Blade Editorial: STRS chaos continues

The long-running controversy at the State Teachers Retirement System of Ohio, detailed in Blade news reports with commentary from The Blade Editorial Board, continues to swirl in Columbus.


Confidence in the $92 billion retirement system for a half million Ohio teachers evaporates with each managerial miscue. (“Musical chairs on state teachers pension board continues,” Feb. 10)


Gov. Mike DeWine has ignored an appeals court magistrate’s finding that he has no legal or constitutional power to expel appointee Wade Steen from the STRS board. Before the 10th District Court of Appeals rules whether to uphold their magistrate’s recommendation to restore Mr. Steen to his STRS board seat after eight months of legal wrangling, Mr. DeWine has replaced

former University of Toledo Trustee G. Brent Bishop with former Ohio State University lobbyist Brian Perera as his appointee. Mr. Bishop abruptly ended his service at STRS and UT with simultaneous resignations from both boards leaving two troubled institutions in the lurch.

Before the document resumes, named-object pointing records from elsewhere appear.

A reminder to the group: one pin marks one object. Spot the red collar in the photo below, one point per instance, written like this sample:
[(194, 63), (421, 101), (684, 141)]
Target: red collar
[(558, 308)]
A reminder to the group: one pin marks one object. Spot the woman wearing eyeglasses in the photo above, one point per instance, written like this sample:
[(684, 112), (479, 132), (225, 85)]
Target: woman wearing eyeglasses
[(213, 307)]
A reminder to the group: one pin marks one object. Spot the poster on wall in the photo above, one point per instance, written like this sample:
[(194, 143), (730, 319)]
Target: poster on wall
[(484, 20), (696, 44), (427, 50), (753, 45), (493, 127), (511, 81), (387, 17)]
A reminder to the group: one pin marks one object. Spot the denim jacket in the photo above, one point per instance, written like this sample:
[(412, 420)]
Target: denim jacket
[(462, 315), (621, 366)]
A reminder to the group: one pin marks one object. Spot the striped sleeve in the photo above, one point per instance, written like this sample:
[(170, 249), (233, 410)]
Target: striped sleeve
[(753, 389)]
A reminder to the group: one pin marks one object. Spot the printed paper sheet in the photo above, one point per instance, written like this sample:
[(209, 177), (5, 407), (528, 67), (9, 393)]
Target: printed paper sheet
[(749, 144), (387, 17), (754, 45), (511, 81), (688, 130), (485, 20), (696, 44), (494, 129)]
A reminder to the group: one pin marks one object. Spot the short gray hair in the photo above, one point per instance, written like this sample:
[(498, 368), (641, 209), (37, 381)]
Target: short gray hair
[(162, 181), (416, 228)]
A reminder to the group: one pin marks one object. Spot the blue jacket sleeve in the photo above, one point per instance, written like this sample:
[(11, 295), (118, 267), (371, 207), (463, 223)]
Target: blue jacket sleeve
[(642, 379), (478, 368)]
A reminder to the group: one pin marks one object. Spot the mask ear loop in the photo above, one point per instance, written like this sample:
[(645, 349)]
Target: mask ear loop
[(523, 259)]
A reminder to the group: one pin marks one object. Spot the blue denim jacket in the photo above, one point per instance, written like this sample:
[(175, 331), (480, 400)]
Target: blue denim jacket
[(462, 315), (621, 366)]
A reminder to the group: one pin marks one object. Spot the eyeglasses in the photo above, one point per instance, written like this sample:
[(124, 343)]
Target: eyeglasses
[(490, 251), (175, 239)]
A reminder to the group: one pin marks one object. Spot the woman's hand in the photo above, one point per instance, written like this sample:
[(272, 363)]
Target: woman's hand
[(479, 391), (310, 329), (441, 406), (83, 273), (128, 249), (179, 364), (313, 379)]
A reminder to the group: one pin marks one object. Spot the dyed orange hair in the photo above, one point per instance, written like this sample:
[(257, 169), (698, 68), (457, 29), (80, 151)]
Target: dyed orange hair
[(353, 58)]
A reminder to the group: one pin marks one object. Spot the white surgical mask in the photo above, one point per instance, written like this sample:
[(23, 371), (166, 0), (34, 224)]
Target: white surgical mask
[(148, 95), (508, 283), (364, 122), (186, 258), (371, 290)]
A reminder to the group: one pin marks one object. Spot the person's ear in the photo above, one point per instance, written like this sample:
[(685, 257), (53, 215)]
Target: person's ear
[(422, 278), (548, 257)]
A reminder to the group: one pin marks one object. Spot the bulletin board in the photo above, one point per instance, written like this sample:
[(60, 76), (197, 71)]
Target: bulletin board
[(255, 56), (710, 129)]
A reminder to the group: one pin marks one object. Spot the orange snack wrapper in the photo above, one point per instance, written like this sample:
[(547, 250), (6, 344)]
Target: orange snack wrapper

Mr. Perera got a baptism by fire as the STRS board held a marathon executive session, presumably on the continued employment of suspended Executive Director Bill Neville. The teacher’s pension has been paying Mr. Neville to stay home since November, while an independent law firm investigates allegations of misconduct by the executive director.


The STRS Board decided to extend Mr. Neville’s suspension to mid-May and to provide him professional development services. Market-trailing investment returns and annual investment staff bonuses made Mr. Neville a target for termination by STRS board members elected by retirees or

teachers on the promise of reform.


Mr. Steen was a leader of the STRS reform faction, and there was a majority to make sweeping change of personnel and policy at STRS until Mr. DeWine stepped in and stopped the process by replacing Mr. Steen with the status quo protective appointment of Mr. Bishop.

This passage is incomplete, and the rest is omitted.